U.S. Supreme Court justices on Monday appeared reluctant to let people who have been allowed to stay in the United States on humanitarian grounds apply to become permanent residents if they entered the country illegally.

The justices heard arguments in an appeal by a married couple from El Salvador who were granted so-called Temporary Protected Status of a lower court ruling that barred their applications for permanent residency, also known as a green card, because of their unlawful entry.

The case could affect thousands of immigrants, many of whom have lived in the United States for years. President Joe Biden’s administration opposes the immigrants in the case. The dispute puts Biden, who has sought to reverse many of his Republican predecessor Donald Trump’s hardline immigration policies, at odds with immigration advocacy groups and some of his fellow Democrats.

A federal law called the Immigration and Nationality Act generally requires that people seeking to become permanent residents have been “inspected and admitted” into the United States. At issue in the case is whether a grant of Temporary Protected Status, which gives the recipient “lawful status,” satisfies those requirements.

Some justices suggested it might be a stretch to interpret the law as deeming the plaintiffs “admitted.”

“They clearly were not admitted at the borders, so is that a fiction, is it metaphysical, what is it? I don’t know,” conservative Justice Clarence Thomas asked.

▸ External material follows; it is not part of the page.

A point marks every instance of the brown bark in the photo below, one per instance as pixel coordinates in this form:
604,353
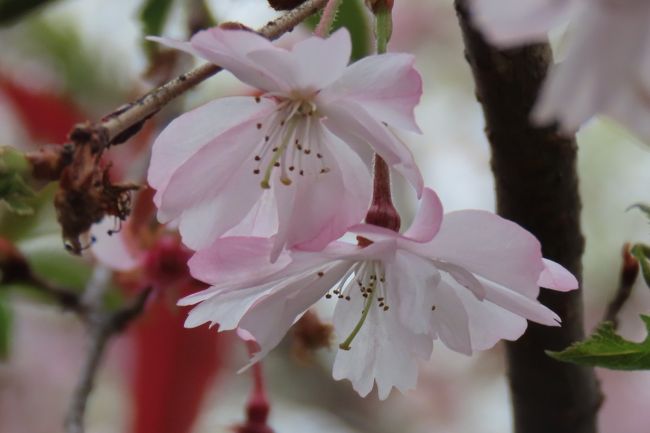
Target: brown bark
536,186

Liberal Justice Elena Kagan also cast doubt on whether the law broadly considers people who the government categorizes as “non-immigrants,” including those with Temporary Protected Status, as having been legally admitted.

Some justices suggested that the law’s meaning is not so clear cut.

Liberal Justice Sonia Sotomayor told Justice Department lawyer Michael Huston, “If you’re asking us to find the better reading of the statute, we should go by its terms: Those people have been admitted.”

Foreign nationals can be granted Temporary Protected Status if a humanitarian crisis in their home country, such as a natural disaster or armed conflict, would make their return unsafe. There are about 400,000 people in the United States with protected status, which prevents deportation and let them work legally.

The case involves Jose Sanchez and Sonia Gonzalez, who live in New Jersey. They have four children, the youngest of whom was born in the United States.

The couple twice entered the country illegally: in 1997 and 1998. After a series of earthquakes in 2001, the United States designated El Salvador as covered under the Temporary Protected Status program. The couple received protection under the program that same year. U.S. officials rejected their 2014 applications for green cards because they had not been lawfully admitted.

They sued in federal court, saying that those with lawful status, including Temporary Protected Status recipients, are deemed to have been lawfully admitted, and may apply for permanent residency. Last year, the Philadelphia-based 3rd U.S. Circuit Court of Appeals ruled against the couple.

Besides El Salvador, 10 other countries have such designations: Haiti, Honduras, Nepal, Nicaragua Somalia, Sudan, South Sudan, Syria, Venezuela and Yemen.